William Barclay commented,
“Paul had been imprisoned in Philippi, chased out of Thessalonica, smuggled out of Beroea, laughed at in Athens. He had preached in Corinth where his message was foolishness to the Greeks and a stumbling-block to the Jews, and out of that background Paul declared that he was proud of the gospel” (ibid).
It is his description of Paul being “proud of the gospel” that is an accurately biblical antonym for the actual word Paul used in Romans 1:16. Paul is not ashamed of the gospel, but rather he is proud of it.

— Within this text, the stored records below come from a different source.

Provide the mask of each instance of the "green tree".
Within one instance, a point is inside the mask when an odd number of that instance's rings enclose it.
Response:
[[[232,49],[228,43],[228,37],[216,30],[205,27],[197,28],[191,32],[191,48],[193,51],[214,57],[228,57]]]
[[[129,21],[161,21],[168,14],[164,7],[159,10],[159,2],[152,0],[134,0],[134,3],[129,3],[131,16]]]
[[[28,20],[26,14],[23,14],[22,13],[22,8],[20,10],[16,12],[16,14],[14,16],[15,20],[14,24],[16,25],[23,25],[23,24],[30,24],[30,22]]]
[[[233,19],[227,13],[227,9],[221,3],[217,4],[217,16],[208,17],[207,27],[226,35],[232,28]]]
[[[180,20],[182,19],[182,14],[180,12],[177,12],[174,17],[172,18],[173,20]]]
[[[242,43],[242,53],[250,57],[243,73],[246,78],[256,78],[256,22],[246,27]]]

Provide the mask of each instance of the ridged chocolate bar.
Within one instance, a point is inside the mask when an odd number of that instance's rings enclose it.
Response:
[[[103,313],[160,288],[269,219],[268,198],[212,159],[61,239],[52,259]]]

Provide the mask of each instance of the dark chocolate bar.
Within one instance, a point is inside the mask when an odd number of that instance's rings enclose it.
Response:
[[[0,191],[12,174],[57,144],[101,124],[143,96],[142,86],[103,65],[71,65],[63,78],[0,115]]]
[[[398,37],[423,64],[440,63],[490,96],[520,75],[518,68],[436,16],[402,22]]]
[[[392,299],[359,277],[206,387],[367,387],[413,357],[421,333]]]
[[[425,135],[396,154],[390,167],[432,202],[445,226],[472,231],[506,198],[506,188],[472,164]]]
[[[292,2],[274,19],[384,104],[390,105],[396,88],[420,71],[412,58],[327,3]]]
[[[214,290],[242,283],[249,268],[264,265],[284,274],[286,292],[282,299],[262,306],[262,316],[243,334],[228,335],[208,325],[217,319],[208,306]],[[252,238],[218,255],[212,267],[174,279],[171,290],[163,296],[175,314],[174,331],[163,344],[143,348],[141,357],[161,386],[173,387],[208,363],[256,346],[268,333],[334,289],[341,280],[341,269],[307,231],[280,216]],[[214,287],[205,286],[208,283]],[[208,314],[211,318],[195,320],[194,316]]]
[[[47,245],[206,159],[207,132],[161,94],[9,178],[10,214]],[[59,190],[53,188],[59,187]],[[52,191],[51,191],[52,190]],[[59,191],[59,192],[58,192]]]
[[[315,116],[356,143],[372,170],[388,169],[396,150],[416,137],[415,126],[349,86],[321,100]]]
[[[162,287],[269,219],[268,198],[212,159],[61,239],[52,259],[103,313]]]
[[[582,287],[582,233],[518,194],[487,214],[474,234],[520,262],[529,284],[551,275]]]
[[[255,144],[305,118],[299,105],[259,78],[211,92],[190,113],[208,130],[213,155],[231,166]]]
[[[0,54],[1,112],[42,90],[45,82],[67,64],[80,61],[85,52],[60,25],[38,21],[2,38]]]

The present indicative usage of the verb “ashamed” here means that Paul would forever and always be unashamed of the gospel. The gospel message had provided him with eternal joy and satisfaction and happiness in the person of Jesus Christ. Remember, it was for this reason that he felt obligated and indebted to preach about Him to all mankind. But everywhere he went, he was met with suffering and persecution. Yet this would not stop him. He would continue to live unashamed of that gospel no matter what people may do to him. He loved Christ. He loved all men. And that love was demonstrated throughout his life by giving them what they so desperately needed – the person of Jesus Christ – even despite their hatred of both he and His Christ.